PS: I find the information on how the backup process works really interesting, but it stops unfortunately too early: eg there’s nothing in there to understand how the local (sqlite) database is populated; and how (or if) there are tools for recovering data in either different scenarios.

The nearest thing is an interrupted backup is marked “partial”. “incomplete” doesn’t really fit “broken”.
One also can’t really identify which backup version is incomplete because the new ones build on old.

image

That’s the list-broken-files that you tried, unfortunately finding it stopped by some deeper problem.

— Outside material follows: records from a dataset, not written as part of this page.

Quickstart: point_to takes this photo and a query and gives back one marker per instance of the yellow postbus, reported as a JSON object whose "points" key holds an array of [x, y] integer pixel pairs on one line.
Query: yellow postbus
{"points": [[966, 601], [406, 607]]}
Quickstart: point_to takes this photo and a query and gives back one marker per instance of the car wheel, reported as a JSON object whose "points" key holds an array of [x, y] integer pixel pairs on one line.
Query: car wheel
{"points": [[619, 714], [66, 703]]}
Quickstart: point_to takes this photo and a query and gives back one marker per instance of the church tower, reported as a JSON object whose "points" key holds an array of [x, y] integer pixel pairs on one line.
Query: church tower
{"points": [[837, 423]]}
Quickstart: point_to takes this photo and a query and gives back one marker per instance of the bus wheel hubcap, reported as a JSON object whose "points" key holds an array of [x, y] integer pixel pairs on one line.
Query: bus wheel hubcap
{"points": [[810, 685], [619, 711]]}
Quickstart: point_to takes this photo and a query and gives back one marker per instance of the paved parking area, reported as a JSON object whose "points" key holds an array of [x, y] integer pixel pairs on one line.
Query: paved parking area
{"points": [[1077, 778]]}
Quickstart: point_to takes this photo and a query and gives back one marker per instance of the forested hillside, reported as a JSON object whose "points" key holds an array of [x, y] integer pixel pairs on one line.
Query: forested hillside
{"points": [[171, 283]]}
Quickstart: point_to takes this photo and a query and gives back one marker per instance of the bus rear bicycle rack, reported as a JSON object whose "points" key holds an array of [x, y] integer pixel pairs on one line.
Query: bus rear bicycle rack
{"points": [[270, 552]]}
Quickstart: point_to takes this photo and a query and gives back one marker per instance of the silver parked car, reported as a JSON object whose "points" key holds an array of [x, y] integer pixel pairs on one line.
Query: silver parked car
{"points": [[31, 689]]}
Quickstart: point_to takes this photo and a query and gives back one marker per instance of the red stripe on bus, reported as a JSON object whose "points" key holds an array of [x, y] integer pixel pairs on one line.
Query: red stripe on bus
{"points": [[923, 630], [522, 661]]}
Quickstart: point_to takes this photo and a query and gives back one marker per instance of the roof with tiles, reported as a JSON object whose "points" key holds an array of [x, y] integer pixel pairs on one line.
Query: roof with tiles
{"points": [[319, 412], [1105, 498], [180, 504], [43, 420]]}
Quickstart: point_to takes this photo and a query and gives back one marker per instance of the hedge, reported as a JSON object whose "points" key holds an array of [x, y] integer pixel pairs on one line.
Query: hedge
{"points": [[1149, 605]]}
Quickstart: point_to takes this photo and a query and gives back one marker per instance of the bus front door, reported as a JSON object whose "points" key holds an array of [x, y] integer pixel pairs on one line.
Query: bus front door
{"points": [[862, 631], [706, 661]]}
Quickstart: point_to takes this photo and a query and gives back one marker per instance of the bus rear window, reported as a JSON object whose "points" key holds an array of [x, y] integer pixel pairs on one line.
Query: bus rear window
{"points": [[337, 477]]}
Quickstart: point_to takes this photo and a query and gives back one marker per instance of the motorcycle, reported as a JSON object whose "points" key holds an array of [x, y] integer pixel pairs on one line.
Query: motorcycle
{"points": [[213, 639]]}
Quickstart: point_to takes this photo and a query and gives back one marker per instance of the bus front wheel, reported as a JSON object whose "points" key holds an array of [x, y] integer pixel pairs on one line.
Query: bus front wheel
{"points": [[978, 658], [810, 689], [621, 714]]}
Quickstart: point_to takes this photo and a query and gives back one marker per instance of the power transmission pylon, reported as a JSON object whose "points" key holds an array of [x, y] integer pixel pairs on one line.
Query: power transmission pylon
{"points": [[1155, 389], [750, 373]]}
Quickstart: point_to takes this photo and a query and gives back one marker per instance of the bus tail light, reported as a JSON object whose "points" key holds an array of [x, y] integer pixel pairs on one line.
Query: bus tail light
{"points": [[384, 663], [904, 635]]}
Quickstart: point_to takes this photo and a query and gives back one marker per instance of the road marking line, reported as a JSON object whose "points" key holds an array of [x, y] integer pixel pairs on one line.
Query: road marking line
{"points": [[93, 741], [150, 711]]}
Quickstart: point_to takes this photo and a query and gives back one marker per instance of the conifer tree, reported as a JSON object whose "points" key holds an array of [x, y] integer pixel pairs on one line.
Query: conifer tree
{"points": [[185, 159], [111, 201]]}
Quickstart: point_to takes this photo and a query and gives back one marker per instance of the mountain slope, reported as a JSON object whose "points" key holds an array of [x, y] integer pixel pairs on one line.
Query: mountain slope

Few people want deep information, but the contents of the database are described. How the code gets there is described in the code though. FWIW, here’s some developer-level documentation on database:

Developer documentation
Documentation for the local database format
Is there an ER Diagram and Data Dictionary?
Database rebuild

So would we all, but until some people from the community skill up and dive in, all we can do is hope.
As a free community project, Duplicati only exists and perhaps improves thanks to volunteers helping.

There are lots of openings in development, documentation, test, forum, etc. Thanks to those who help.